あまりの衝撃に、その着地点から亀裂が走る。大地を砕く轟音が、この一帯に響き渡る。
「……あ、がっ……!」
絶大な破壊力によって仮面を破壊され、金髪のショートヘアと青い瞳を持つヘレンの美貌が露わになる。仮面を失ったことにより、彼女の汗ばむ肉体から滲み出る甘いフェロモンも、外に漏れ始めていた。未だに男を知らない処女でありながら、その肢体から漂う淫靡な色香は最高級の娼婦すら遥かに凌いでいる。
「あっ、ががっ……!」
驚愕の表情を浮かべたままぷるぷると痙攣している彼女は、大股をがぱっと下品に開いた「でんぐり返し」の体勢のまま、しばらく身動きが取れなくなっていた。夜空に向かってぶるんっと突き出されている安産型の巨尻も、ヒクヒクと小刻みに震えている。
「はっ……はへっ……!」
ぷっくりとした唇を大きく開き、犬のようにだらしなく舌を突き出している彼女の貌は、汗に塗れて淫らに上気していた。口元に張り付いたブロンドの髪先も、その淫靡な表情に彩りを添えている。
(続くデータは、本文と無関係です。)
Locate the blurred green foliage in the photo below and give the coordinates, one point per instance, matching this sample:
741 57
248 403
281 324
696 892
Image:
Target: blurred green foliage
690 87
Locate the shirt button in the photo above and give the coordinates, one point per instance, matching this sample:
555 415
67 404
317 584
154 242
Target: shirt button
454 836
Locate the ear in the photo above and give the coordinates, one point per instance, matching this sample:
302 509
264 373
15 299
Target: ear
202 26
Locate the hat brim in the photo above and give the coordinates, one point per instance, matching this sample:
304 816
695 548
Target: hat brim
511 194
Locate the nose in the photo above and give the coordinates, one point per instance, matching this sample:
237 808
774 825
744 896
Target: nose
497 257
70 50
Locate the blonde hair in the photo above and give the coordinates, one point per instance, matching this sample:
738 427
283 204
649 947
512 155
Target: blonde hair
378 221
まるで――圧倒的な「雄」の膂力に組み敷かれ、屈服させられた「雌」のようであった。何人でも産める極上の巨尻を、アイアンザックに向けて無防備に突き上げているヘレンの姿は、「完全敗北」を宣言した雌そのものだったのである。
「はぁあ、ぉ、おおっ……!」
恥辱に塗れた無様な格好だが、今の彼女は自分の姿勢すら正しく認識出来なくなっていた。何しろ並のマス・ライダー装着員ならば、確実に首の骨が折れて即死しているところなのだ。
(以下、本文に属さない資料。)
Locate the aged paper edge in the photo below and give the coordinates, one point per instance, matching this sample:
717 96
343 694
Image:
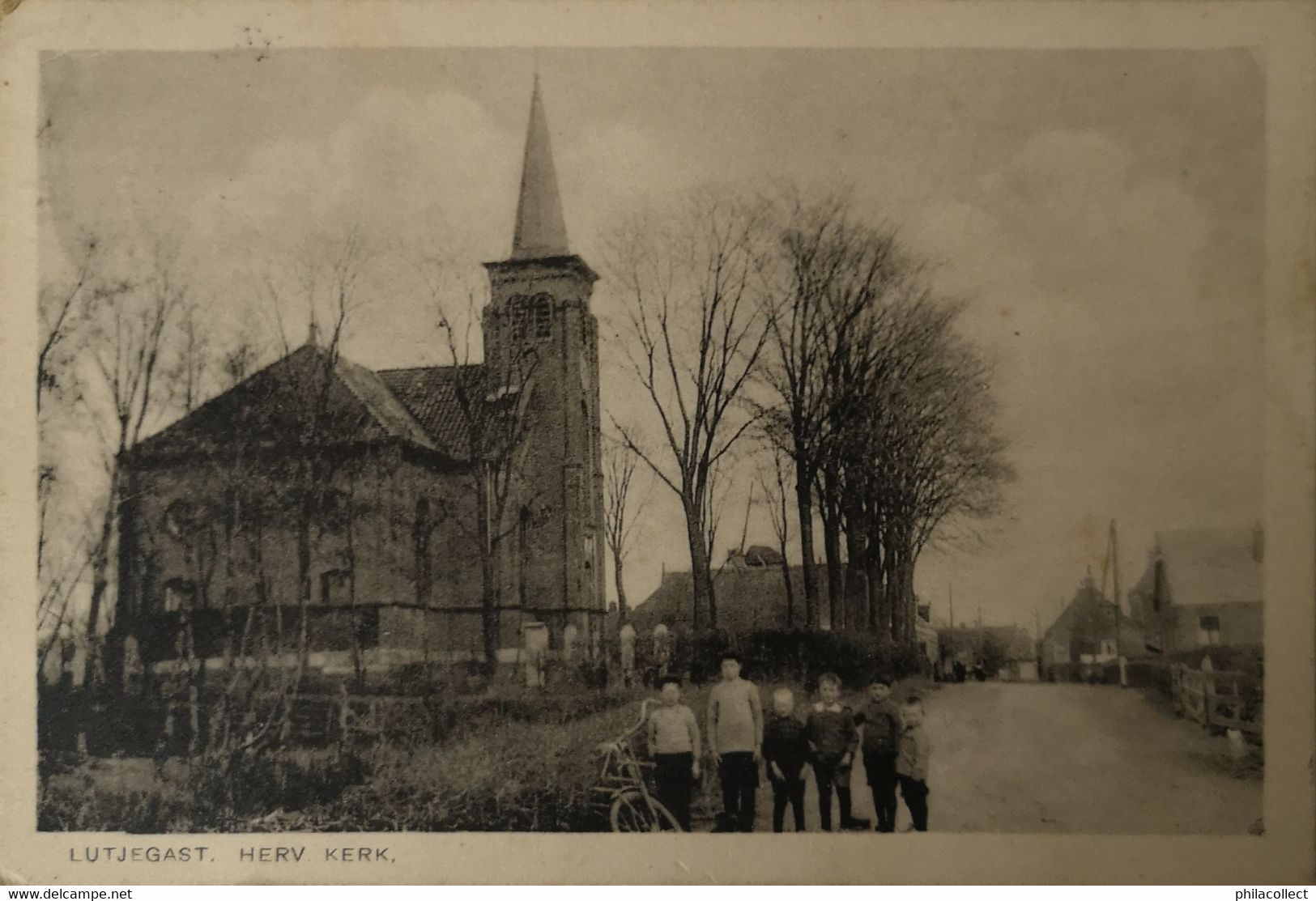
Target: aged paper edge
1282 37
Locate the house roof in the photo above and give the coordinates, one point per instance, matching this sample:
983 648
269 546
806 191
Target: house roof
271 406
1211 566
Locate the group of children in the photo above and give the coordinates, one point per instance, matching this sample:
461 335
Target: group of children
891 739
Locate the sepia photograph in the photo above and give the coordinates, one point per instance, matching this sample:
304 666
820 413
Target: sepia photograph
543 438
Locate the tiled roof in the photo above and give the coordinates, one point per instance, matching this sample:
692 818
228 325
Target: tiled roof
417 406
1211 566
391 414
431 395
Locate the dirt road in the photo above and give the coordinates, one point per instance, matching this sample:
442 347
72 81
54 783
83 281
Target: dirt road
1057 758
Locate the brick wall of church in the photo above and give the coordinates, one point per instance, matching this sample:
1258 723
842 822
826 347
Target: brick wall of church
408 539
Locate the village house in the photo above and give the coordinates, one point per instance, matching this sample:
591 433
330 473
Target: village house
1090 633
1202 587
1007 652
357 495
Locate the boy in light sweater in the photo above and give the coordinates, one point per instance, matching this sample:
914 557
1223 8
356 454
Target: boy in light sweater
736 741
674 746
912 762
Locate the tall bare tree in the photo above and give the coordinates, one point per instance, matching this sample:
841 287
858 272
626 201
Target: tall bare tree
696 329
620 512
774 482
496 402
126 351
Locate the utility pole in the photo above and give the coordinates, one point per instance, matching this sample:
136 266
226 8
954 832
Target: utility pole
1119 606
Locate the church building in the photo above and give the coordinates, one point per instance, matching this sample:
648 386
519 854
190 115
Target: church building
364 520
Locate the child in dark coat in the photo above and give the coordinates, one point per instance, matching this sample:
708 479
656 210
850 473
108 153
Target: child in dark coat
786 753
882 726
833 741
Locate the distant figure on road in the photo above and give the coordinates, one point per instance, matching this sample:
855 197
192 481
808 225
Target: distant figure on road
736 741
912 762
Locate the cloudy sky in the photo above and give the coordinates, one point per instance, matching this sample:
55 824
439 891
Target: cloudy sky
1101 210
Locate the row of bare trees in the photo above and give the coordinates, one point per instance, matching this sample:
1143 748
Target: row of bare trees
128 346
803 333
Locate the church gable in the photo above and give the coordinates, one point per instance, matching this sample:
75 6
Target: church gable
290 403
431 395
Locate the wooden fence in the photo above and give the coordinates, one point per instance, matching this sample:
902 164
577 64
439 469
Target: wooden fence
1217 700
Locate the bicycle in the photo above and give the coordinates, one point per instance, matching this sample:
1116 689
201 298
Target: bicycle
623 787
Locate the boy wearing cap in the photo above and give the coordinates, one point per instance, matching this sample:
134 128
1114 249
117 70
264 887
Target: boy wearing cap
736 741
882 728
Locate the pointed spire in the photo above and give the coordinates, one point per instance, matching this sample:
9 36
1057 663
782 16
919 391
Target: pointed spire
540 229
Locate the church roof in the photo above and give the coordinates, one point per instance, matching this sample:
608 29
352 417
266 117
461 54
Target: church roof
431 395
278 404
540 227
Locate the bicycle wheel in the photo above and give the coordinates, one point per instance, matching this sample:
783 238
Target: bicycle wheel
632 812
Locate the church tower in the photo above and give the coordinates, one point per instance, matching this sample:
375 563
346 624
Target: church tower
541 336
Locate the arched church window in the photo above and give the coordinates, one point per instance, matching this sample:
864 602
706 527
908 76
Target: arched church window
532 317
179 595
420 541
543 307
519 309
522 555
179 518
336 587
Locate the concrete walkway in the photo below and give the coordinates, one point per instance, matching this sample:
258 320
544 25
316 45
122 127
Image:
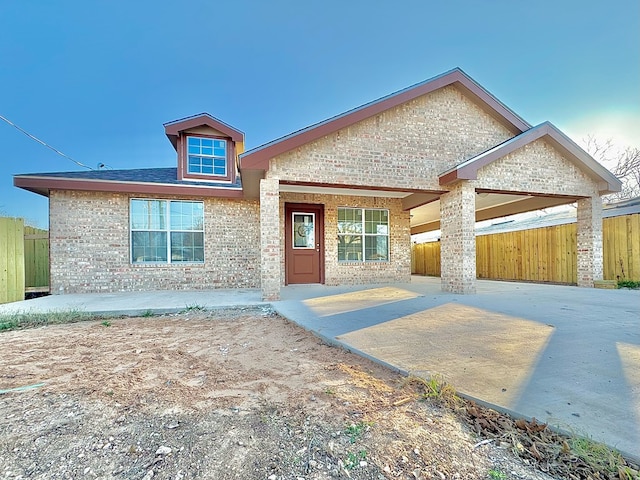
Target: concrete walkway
565 355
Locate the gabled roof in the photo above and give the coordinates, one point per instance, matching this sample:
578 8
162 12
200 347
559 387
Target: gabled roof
173 129
468 170
162 181
258 158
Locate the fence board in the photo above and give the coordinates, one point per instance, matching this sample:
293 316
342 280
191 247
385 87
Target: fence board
547 254
11 259
36 247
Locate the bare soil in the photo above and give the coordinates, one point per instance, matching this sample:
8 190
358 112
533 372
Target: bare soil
223 395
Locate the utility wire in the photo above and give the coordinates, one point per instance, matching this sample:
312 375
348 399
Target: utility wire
44 143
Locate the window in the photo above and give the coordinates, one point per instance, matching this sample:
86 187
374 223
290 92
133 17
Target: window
363 235
167 231
207 156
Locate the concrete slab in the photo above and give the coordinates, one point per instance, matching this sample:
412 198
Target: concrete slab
565 355
137 303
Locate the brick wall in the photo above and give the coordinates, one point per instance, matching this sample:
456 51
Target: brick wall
89 234
397 269
404 147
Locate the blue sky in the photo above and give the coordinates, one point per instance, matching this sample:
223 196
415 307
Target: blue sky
97 79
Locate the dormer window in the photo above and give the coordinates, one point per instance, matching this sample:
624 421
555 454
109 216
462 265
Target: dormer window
207 149
207 156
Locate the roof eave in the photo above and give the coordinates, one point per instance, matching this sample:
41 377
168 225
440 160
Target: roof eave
43 185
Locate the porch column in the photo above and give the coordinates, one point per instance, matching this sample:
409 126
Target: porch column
589 241
270 258
458 239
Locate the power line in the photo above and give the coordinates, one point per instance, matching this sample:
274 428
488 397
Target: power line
43 143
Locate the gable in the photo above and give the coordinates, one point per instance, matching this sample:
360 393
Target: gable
576 162
405 147
258 158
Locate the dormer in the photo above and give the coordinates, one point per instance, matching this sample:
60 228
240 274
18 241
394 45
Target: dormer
207 148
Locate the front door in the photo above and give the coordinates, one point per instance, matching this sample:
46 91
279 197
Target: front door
304 243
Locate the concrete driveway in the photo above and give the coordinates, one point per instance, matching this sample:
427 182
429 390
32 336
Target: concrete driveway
568 356
565 355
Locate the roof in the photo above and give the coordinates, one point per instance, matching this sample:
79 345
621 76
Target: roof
468 170
258 158
142 180
173 129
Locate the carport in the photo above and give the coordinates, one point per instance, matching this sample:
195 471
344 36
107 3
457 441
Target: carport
537 169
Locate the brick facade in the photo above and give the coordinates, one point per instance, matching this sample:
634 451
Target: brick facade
403 148
89 246
270 234
536 168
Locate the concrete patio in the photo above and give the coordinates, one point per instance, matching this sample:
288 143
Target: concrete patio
566 355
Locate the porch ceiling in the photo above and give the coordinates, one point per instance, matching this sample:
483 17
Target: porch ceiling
425 206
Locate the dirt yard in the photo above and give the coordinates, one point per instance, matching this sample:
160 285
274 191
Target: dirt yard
221 395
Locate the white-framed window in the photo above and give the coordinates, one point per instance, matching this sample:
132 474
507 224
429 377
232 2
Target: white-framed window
207 156
363 235
166 231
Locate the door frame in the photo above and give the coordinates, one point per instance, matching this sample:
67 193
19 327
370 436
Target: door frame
318 209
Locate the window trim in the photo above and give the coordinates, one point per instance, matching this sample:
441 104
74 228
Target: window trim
168 231
363 235
183 170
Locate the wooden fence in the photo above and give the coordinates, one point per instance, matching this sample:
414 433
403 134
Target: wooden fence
36 259
24 260
546 254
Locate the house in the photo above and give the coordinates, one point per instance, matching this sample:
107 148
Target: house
333 203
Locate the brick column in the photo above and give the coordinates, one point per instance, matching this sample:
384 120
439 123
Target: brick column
589 241
458 239
270 238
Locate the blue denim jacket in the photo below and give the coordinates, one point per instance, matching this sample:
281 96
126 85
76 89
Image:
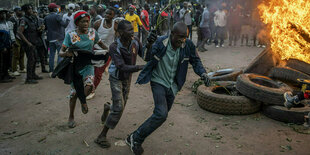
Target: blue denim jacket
188 54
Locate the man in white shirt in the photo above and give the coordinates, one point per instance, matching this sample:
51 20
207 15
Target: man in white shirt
220 21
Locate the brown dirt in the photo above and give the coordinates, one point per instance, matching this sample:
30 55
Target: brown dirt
34 118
ましてや防御力を犠牲にしている軽装型の装着員では、到底耐えられるはずがない。アイアンザックの宣言通り、本来なら仮面ごと頭部を粉砕され、苦しむ暇もなく即死していた場面なのである。
「……ふむ」
しかしヘレンは無意識のうちに最適な「受け身」を取っていたのか、痙攣はしていても骨折すらしていなかった。パワーボムの威力に悶絶しているということは、その程度の「余力」は残していることも意味している。
「あはぅっ……!」
「でんぐり返し」の姿勢から足を下ろして仰向けの状態になった彼女は、まだ辛うじて意識を保っている。その並外れたタフネスと運の強さには、殺すつもりでパワーボムを繰り出していたアイアンザックも密かに感嘆していた。
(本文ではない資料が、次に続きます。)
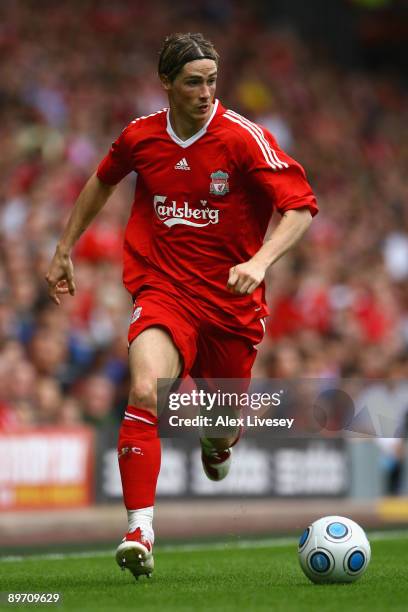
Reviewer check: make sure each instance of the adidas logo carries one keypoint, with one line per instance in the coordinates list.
(182, 165)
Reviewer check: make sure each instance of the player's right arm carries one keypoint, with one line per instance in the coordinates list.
(112, 169)
(60, 275)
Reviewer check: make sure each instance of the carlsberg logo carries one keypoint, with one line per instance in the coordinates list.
(171, 214)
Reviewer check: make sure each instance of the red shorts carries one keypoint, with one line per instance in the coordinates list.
(208, 349)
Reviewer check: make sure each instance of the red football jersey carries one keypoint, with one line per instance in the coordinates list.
(202, 205)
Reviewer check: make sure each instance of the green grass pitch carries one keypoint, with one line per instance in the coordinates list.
(260, 577)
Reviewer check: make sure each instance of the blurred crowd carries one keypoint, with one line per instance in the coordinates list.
(72, 75)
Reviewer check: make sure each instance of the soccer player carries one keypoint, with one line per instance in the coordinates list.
(208, 181)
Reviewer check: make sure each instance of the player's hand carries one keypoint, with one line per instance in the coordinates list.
(246, 277)
(60, 276)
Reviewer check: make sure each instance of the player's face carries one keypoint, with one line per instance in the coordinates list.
(192, 91)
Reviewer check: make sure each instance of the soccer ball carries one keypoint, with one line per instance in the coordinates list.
(334, 549)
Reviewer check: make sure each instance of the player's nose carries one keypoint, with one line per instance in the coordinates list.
(205, 92)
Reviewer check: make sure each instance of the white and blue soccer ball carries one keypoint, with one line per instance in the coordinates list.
(334, 549)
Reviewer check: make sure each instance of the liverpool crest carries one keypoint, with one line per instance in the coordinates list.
(219, 183)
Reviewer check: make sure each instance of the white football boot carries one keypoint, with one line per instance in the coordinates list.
(135, 554)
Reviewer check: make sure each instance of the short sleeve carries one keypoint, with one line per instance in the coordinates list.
(118, 162)
(278, 176)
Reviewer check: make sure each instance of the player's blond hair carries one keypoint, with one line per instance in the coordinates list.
(178, 49)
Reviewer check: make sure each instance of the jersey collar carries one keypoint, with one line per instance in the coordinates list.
(194, 137)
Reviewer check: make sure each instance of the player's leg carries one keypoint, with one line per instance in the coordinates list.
(162, 339)
(152, 355)
(223, 355)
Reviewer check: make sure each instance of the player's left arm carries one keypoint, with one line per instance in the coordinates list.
(281, 181)
(244, 278)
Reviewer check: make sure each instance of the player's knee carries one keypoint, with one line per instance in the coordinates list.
(143, 394)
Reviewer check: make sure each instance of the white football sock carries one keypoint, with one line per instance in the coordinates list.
(142, 518)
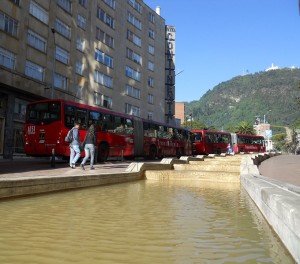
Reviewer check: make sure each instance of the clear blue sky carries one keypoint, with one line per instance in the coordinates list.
(217, 40)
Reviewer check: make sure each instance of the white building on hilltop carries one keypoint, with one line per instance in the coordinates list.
(273, 67)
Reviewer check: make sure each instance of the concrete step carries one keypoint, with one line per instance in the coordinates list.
(226, 167)
(219, 161)
(205, 176)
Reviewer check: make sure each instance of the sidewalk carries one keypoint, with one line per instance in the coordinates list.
(22, 167)
(284, 168)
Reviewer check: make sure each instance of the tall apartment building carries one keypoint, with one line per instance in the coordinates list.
(115, 54)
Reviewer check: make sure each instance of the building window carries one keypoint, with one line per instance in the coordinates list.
(150, 115)
(150, 82)
(65, 4)
(132, 91)
(81, 21)
(83, 3)
(134, 21)
(132, 110)
(134, 56)
(104, 58)
(107, 102)
(20, 108)
(79, 67)
(36, 41)
(150, 99)
(78, 91)
(8, 24)
(105, 18)
(111, 3)
(62, 28)
(7, 59)
(133, 74)
(151, 17)
(97, 99)
(103, 79)
(62, 55)
(16, 2)
(38, 12)
(60, 81)
(136, 5)
(34, 71)
(102, 100)
(104, 38)
(150, 66)
(80, 44)
(151, 49)
(134, 38)
(151, 33)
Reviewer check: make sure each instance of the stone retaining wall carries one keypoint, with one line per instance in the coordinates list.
(277, 201)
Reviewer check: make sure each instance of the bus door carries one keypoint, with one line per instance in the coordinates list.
(138, 137)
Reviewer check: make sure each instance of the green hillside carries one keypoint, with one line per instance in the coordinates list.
(271, 95)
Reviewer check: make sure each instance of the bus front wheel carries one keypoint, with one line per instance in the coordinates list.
(103, 152)
(152, 153)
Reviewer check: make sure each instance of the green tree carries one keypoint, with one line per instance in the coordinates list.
(245, 128)
(194, 124)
「……? この小娘の顔、眼と髪の色……。まさかお前は……」
「あっ、ぐ……うっ……!」
「いや……そんなはずはないな。それにしても、今の一撃で完全に仕留めたつもりだったのだが……装甲を削ぎ落とした軽装型の割には、随分としぶといではないか。だが……それも終わりだ」
だが、乳房と桃尻を揺らして倒れ込んだ彼女に対する慈悲など、アイアンザックは一欠片も持ち合わせていない。露わになったヘレンの美貌にどこか「引っ掛かるもの」を感じながらも、彼は躊躇う素振りもなく、仰向けに倒れて苦悶の表情を浮かべている彼女の頭を踏み潰そうとしていた。
「ぬッ……!? 何者だッ!」
「……よう、待たせたな」
だが、次の瞬間。真横から襲い掛かって来た「殺気」に反応したアイアンザックは、咄嗟にその場から飛び退いてしまう。ヘレンの窮地に駆け付けて来た「真紅の騎士」――仮面ライダーオルバスが、このシャドーフォートレス島に馳せ参じたのだ。